Karanlık bir geceye konuk eder seni, pusuları anlatır, gidip de dönmeyeni, dönüp de göremeyeni... Sağır duvarları, bir lokma ekmeği, bir yudum suyu, bir nefes sigarayı...
İç sesiniz anlatır size herşeyi. Avcılardan, avlardan arta kalanı, hasreti anlatır, daha bestelenmemiş bir ezgiyi... Topsuz, tüfeksiz, çapraz fişeksiz bir dünyayı anlatır... Su yürüyen dalları, patlayan tomurcuğu, boy atan şıvgınları... Bir kitaba başlar gibi, sular gibi bir çiçeği her sabah... İçi boşaltılmamış bir umudu anlatır... Kararan gökyüzünün asıl rengini, saçlarına sinen kokusuyla nergisi... Çocukları, uçurtmaları, kuş seslerini...
Hayata dair ettiğin yeminleri hatırlatır.
Uzaklar ve yakınlardır, hüznün sesidir. Sürgünlere açılan kapılardır. Patikalar ve uçurumlardır. Uykusuz geceler, dilsiz duvarlardır... Zindanda voltalardır sana hatırlatılan.
Tazelenmiş yeminler gibidir hazan. Uzak akşamlar, yağmurlarla ıslanmış merhabalardır.
Bütün mevsimlerin satır aralarını okuyan bir mevsimdir sonbahar. Bu mevsime atfedilen tüm sözcükler ve anlam kümeleri eski bir yara gibi kanayan uyaklardan oluşmuştur... Hazan, hüzün, güz... hüzzam şarkılar, sırılsıklam yağmurlar...
Hüzün bu mevsimin başucu duygusudur. Siz de ait olmadığınız bir oluşa haberiniz olmadan dahil edilmenin hüzün faslını duyuyor musunuz? Doğruların yanlış parçalara bölündükten sonra, birbiriyle milyon kez çarpılıp, yalanların sonsuzunu oluşturan sesleri duyuyor musunuz?.. Zulmü reva görenleri görüp kedere boğuluyor musunuz?

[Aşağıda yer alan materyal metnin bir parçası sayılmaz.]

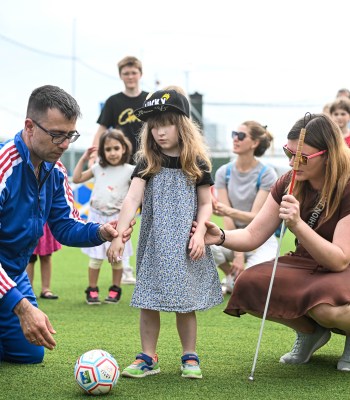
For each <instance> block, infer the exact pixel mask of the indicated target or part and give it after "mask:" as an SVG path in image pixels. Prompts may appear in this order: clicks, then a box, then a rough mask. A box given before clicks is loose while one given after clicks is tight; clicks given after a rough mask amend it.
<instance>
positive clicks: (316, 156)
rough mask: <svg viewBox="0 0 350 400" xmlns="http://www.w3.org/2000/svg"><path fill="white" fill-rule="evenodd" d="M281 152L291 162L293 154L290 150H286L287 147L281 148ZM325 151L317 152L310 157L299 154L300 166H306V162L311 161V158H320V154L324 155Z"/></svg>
mask: <svg viewBox="0 0 350 400" xmlns="http://www.w3.org/2000/svg"><path fill="white" fill-rule="evenodd" d="M283 151H284V154H285V155H286V156H287V157H288V158H289V159H290V160H291V159H292V157H295V154H296V153H294V152H293V151H292V150H290V149H288V147H287V145H284V146H283ZM326 151H327V150H321V151H318V152H317V153H314V154H310V155H306V154H301V155H300V164H302V165H307V162H308V161H309V160H310V159H311V158H315V157H317V156H320V155H321V154H324V153H326Z"/></svg>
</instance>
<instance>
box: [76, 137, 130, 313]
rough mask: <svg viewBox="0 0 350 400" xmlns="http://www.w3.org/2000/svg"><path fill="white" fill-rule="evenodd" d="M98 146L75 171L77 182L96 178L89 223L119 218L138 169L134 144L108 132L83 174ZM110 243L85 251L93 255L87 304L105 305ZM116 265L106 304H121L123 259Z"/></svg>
mask: <svg viewBox="0 0 350 400" xmlns="http://www.w3.org/2000/svg"><path fill="white" fill-rule="evenodd" d="M96 150H97V149H96V147H95V146H93V147H90V148H88V149H87V150H86V151H85V153H84V154H83V155H82V157H81V158H80V160H79V161H78V163H77V165H76V167H75V169H74V172H73V182H74V183H82V182H86V181H88V180H89V179H91V178H92V177H94V188H93V191H92V194H91V200H90V211H89V221H93V222H100V223H101V224H104V223H106V222H109V221H112V220H116V219H118V215H119V211H120V209H121V206H122V203H123V200H124V198H125V196H126V194H127V192H128V189H129V185H130V177H131V174H132V172H133V170H134V168H135V167H134V166H133V165H130V164H128V161H129V158H130V154H131V143H130V141H129V140H128V139H127V138H126V137H125V136H124V134H123V132H121V131H119V130H117V129H109V130H107V131H106V132H105V133H104V134H103V135H102V136H101V138H100V141H99V146H98V156H99V162H98V163H96V164H94V165H92V166H91V167H90V168H88V169H87V170H86V171H83V167H84V164H85V163H86V162H88V161H89V158H90V156H91V154H92V153H93V152H95V151H96ZM108 246H109V243H108V245H107V244H106V243H103V244H101V245H100V246H96V247H91V248H84V249H83V252H84V253H85V254H87V255H88V256H90V262H89V286H88V288H87V289H86V291H85V293H86V302H87V303H88V304H89V305H93V304H101V302H100V299H99V297H98V293H99V289H98V286H97V282H98V276H99V273H100V268H101V265H102V262H103V260H104V259H107V257H106V251H107V249H108ZM125 248H126V251H125V254H124V257H129V256H130V255H131V254H132V247H131V242H130V241H128V242H127V243H126V247H125ZM111 264H112V286H111V287H110V288H109V293H108V296H107V297H106V299H105V303H111V304H113V303H117V302H118V301H119V300H120V297H121V293H122V289H121V287H120V284H121V277H122V272H123V262H122V260H118V261H115V262H113V263H111Z"/></svg>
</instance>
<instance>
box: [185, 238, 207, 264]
mask: <svg viewBox="0 0 350 400" xmlns="http://www.w3.org/2000/svg"><path fill="white" fill-rule="evenodd" d="M188 248H189V249H190V250H191V251H190V257H191V258H192V260H199V259H200V258H202V257H203V256H204V253H205V247H204V240H203V238H202V239H201V238H199V237H198V235H196V234H195V233H194V234H193V236H192V237H191V239H190V243H189V245H188Z"/></svg>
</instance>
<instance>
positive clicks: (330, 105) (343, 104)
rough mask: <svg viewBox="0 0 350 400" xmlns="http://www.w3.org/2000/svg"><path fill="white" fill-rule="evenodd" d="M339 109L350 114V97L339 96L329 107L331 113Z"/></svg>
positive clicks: (330, 112)
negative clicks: (337, 98)
mask: <svg viewBox="0 0 350 400" xmlns="http://www.w3.org/2000/svg"><path fill="white" fill-rule="evenodd" d="M337 110H344V111H346V112H347V113H348V114H350V99H348V98H346V97H339V98H338V99H336V100H334V101H333V103H331V105H330V107H329V113H330V114H331V115H332V114H333V113H334V112H335V111H337Z"/></svg>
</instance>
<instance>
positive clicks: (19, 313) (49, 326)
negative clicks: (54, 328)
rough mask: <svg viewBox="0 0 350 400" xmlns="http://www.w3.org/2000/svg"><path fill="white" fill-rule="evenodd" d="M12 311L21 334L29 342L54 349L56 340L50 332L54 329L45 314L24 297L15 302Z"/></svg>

Hüznümüzü bile kirletmeye çalışan görüntüleri görüyor, demeçleri duyuyor musunuz?
***
İletişimin tıkandığı zamandır, hiçbir iletinin size yeterli gelmediği ve hiçbir iletinizin doğru algılanmadığı, gerçeklerin bir fırtınaya tutulmuşçasına savrulup durduğu bir zamandır sonbahar.
Karşı dağları yıkacak kadar derinden çekilen bir „of”tur şimdi zaman. Rüzgarların peşinde sürüklenen sarı yaprakların rengine bürünmüştür. Yine de karmaşık ve darmadağınık bu tablonun bir köşesinde yeşil kalabilmiş bir umut ilişir gözünüze.
Tazelenir yeminler ve hayat kaldığı yerden devam eder, bir sonbahar hüznüyle.